Таким образом, доводы сторонников расширения сферы умысла за счет легкомыслия нуждаются в более весомых аргументах. На наш взгляд, это предложение ошибочно, поскольку оно игнорирует качественное отличие форм вины: умысла, для которого характерно личностно-позитивное отношение к преступному деянию, и неосторожности, которой свойственно личностно-негативное отношение к общественно опасному деянию, выраженное в сознании и деятельности.

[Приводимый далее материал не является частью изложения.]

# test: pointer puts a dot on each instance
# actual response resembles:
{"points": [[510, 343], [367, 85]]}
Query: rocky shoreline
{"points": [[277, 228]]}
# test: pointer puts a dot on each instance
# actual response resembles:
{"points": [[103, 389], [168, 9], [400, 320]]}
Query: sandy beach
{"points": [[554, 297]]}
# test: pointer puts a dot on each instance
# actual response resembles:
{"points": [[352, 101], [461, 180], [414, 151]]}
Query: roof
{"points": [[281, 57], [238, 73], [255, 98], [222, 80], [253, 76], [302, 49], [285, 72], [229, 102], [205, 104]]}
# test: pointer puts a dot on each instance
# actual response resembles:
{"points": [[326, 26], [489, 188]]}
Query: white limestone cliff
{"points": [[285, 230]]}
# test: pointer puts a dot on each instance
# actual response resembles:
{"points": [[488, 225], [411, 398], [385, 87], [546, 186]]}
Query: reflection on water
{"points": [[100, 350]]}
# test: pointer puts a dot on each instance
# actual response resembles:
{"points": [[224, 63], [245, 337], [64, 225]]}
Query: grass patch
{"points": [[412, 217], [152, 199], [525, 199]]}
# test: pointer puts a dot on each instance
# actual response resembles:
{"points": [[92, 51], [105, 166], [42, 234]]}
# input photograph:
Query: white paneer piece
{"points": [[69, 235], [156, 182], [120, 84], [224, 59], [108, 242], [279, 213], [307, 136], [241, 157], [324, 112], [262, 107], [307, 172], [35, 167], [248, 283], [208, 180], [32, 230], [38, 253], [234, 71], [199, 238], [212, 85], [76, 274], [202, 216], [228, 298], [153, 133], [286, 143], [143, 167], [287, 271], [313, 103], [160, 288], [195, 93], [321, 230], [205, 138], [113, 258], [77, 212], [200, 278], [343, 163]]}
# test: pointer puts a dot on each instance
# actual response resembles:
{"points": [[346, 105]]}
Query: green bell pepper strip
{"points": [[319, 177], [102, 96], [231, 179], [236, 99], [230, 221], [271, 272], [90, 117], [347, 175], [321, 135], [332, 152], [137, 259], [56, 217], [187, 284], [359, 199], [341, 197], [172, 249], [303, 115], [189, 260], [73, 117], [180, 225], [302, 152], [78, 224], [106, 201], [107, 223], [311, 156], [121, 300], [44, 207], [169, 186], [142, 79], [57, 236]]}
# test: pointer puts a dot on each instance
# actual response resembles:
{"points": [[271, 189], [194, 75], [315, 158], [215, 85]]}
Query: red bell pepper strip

1.2. Истоки вины по каноническому праву
В современном учении о вине можно выделить две взаимосвязанные исторические правовые традиции, которые в той или иной степени прослеживаются до настоящего времени. Первый исторический пласт своими корнями восходит к римскому частному праву, о чем выше мы уже писали. Римские юристы вину рассматривали как условие ответственности должника и выделяли две формы вины: умысел (dolus) и неосторожность (culpa). Умысел должника характеризовался предвидением и желанием, а неосторожность — отсутствием предвидения при наличии обязанности такого предвидения. Для оценки неосторожности была выработана концепция «доброго хозяина», развито учение о фактической и юридической ошибке, случае как невиновном причинении вреда58. Наличие вины требовалось и для уголовно-правовой59 ответственности, однако ее характеристика существенно отличалась от вины в частном праве. Наказуемы были только случаи «злого умышления», а неосторожные деяния рассматривались как частноправовые деликты. В содержательном плане умысел в уголовном праве связывался с мотивами (жадность, страсть, нахальство, дерзость). Ответственность за отдельные категории преступлений (святотатство, подделка монеты) определялась по принципу объективного вменения60. Публично-правовые воззрения на вину римских юристов не оказали значимого влияния на процесс восприятия римских правовых институтов.
Существенное влияние на развитие современных представлений о вине в уголовном праве оказало каноническое право61. Каноническое учение о виновности проводит границу между архаическими представлениями, основанными на оценке при вменении исключительно внешних актов поведения, и субъективным вменением, на котором строится современное уголовное право. Канонисты «основывали свои идеи в области уголовного права на церковной традиции покаяния, в которой степень вины была прежде всего функцией умственного и морального умысла со стороны грешника, а ущерб, который принесли греховные действия и поведение, был уже предметом последующих рассмотрений»62.
Влияние теории канонической виновности обусловлено широкой сферой уголовной юрисдикции церкви в Средние века63, поэтому вполне закономерно, что светская уголовная юрисдикция, постепенно вытесняя церковную, вбирает в себя институт канонической вины.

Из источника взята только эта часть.